Question

Anyone able to help me speed up some code:

n = seq_len(ncol(mat)) # seq 1 to ncol(mat)
sym.pr<-outer(n,n,Vectorize(function(a,b) {
    return(adf.test(LinReg(mat[,c(a,b)]),k=0,alternative="stationary")$p.value)
}))

Where mat is an NxM matrix of N observation and M objects, e.g:

    Obj1 Obj2 Obj3
1      .    .    .
2      .    .    .    
3      .    .    .

LinReg is defined as:

# Performs linear regression via OLS
LinReg=function(vals) {  
  # regression analysis
  # force intercept c at y=0
  regline<-lm(vals[,1]~as.matrix(vals[,2:ncol(vals)])+0)

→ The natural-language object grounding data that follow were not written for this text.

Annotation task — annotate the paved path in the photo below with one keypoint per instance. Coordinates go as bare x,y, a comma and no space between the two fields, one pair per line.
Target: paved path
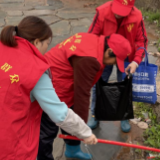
66,18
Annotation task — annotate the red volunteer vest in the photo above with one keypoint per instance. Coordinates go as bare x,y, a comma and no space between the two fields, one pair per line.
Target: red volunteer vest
81,44
20,70
128,27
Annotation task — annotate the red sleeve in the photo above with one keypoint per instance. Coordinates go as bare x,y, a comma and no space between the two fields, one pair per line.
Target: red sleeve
95,27
141,41
85,70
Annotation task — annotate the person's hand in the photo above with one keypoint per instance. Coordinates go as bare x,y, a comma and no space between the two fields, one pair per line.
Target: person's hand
132,67
90,140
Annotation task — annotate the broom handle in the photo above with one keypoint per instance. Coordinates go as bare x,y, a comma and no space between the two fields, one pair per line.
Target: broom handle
113,143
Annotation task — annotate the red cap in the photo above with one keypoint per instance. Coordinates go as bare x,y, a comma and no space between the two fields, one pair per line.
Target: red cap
121,48
122,7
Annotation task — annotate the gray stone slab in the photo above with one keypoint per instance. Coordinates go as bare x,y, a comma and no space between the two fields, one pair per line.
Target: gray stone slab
2,22
80,29
15,6
82,22
39,12
44,7
60,28
69,13
108,131
50,19
56,4
11,1
13,20
35,2
14,13
2,14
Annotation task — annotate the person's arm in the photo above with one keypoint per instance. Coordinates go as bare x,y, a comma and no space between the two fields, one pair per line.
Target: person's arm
95,27
141,41
85,70
65,118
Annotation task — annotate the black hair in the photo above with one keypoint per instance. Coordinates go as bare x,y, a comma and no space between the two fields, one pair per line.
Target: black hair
106,46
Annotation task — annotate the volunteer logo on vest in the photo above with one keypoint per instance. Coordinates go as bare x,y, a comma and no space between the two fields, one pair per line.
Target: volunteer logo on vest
6,67
14,78
75,38
130,27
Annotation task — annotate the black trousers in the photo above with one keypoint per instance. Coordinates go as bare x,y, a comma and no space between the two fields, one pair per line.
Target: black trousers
48,132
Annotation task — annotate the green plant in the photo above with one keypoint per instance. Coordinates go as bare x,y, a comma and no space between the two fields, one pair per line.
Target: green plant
152,136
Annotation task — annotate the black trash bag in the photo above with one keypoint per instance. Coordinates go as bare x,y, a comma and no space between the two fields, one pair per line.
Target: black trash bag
114,100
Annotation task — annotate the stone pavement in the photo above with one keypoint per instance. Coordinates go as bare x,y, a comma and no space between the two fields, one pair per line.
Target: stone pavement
67,17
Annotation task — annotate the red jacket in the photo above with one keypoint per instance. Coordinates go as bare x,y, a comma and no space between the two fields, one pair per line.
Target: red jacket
132,28
63,77
20,70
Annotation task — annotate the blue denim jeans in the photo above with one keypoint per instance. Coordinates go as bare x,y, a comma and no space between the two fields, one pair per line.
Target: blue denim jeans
105,76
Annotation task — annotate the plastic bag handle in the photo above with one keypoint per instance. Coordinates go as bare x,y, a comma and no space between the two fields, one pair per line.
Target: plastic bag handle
146,55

  # return spread (residuals)
  return(as.matrix(regline$residuals))
}

Basically I am performing a regression analysis (OLS) on every combination of Objects (i.e. Obj1, Obj2 and Obj2,Obj3 and Obj1, Obj3) in mat, then using the adf.test function from the tseries package and storing the p-value. The end result sym.pr is a symmetric matrix of all p-values (but actually it's not 100% symmetric, see here for more info), nevertheless it will suffice.

With the above code, on a 600x300 matrix (600 observations and 300 objects), it takes about 15 minutes..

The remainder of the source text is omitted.